Last summer, as we biked and hiked through the refuge, we heard and spotted woodpeckers mining the aging trees, songbirds like catbirds and orioles flitting through the canopy, and a little flock of turkeys scratching in the undergrowth. Take County Road Y north out of Mazomanie for about 3.5 miles and turn left into a driveway that gives access to the wildlife area.


Capital bird watching

In Madison, there are plenty of great birding spots a bike ride away. There seems to be something about the presence of people and their development of the land that attracts wildlife of all types, especially birds. Over the years, we've spotted nearly as many species in metropolitan Madison as we have in our many hundreds of miles of cycling the rural, less settled parts of the state. You might see Baltimore orioles, catbirds, wood ducks, woodcocks, terns, grebes, loons and warblers. The lucky may even glimpse a Scarlet Tanager or Indigo Bunting, as beautiful as their colorful names. And the list goes on.


The four lakes of the capital city and sprawling natural spaces like the University of Wisconsin Arboretum, Picnic Point on the main campus (great for songbirds in the spring), Pheasant Branch Conservancy and, yes, even the Madison Sewage Treatment Plant's holding ponds (where water levels are managed to attract migrating shorebirds like sandpipers, egrets, herons and other seasonal waders) draw avian visitors from the south, and they all can be seen along easily-accessed bikeways.


One of our favorite sandhill crane encounters happened just a few yards off the Capital City Trail, Madison's signature bikeway/greenway. A pair of the stately (some say gawky) birds grazed through the grass, raising their red-crowned heads to eye us as we slowly pedaled past. They seemed almost unconcerned by our presence, unusual for these birds, as we followed them for several hundred yards until their path and ours slowly diverged.


Dave Fallow has become an icon to area birder-bikers by leading field trips in and around Madison since the 1980s. For environmental reasons, he's added this caveat to his guided tours of Madison birdland: "All trips require that you bicycle (or bike-bus) to the meeting place," often Picnic Point or the UW Arboretum, where you "will proceed on foot" to discover the avian world with a knowledgeable naturalist. Visit his blog at bikebirdmadison.blogspot.com. He also has a weekly naturalist segment on Madison's community radio station WORT (89.9 FM) at 11 a.m. on Thursdays. WORT also streams live on the Internet, so you can listen to Fallow from anywhere.

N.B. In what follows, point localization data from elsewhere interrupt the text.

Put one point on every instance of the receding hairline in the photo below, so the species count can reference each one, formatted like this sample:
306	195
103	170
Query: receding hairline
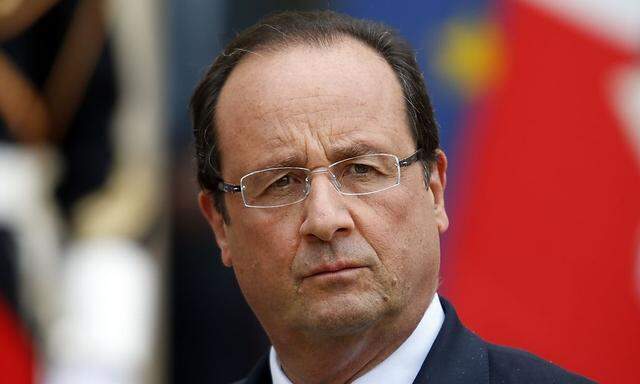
268	52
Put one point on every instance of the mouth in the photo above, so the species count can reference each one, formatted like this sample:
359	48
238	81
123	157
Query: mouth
334	269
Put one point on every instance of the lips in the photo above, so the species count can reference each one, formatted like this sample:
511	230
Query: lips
335	267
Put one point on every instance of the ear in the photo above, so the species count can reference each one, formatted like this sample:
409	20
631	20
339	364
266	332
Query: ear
217	224
437	184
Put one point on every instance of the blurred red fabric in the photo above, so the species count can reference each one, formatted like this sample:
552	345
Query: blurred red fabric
543	242
16	352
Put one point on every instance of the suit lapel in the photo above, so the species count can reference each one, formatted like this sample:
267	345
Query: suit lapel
260	374
457	355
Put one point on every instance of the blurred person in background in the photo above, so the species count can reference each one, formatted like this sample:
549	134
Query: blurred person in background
339	260
81	166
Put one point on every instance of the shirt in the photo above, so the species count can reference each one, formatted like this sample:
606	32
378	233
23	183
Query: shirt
403	365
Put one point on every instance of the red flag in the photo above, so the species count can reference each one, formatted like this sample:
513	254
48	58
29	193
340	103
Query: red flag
16	354
545	241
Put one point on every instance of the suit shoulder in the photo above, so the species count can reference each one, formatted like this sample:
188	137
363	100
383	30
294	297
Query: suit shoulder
509	365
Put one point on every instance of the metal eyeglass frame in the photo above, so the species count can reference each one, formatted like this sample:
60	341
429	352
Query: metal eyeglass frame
235	188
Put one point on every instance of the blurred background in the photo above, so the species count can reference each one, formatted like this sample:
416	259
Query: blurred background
108	273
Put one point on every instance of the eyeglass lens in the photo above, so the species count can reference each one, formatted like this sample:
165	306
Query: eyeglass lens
355	176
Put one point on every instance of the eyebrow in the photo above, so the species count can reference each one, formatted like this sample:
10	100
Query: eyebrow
347	150
286	160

Since we started our "life list" of birds many years ago, we've encountered well over 100 species, including frigate birds or wild parrots from far off Caribbean islands and the Florida Everglades. But the vast majority of the species we've seen were found right here in our own state of Wisconsin. That's good news for the bicyclist who's looking for a trip into the natural world.


The southern tier of the Dairy State is blessed with many hot spots for bird-watchers. Wisconsin's Favorite Bird Haunts, a Wisconsin Society for Ornithology publication, devotes 50 pages to good bird territory in Southern Wisconsin. You don't have to get far from Madison to find bike routes, whether they are rail trails, serene mountain biking or urban bike paths to enjoy good birding.


Be sure to bring binoculars and a bird identification book in your pannier. Through a pair of good lenses, that bird in the distance will show off its colors, subtle or brilliant, and its throbbing throat as it calls for a mate from a treetop.


James Sajdak is an English teacher in Madison, Wisconsin. He recommends the online resources found at www.wisconsinbirds.org/trail/maps and birdingonthe.net/mailinglists/WISC.html.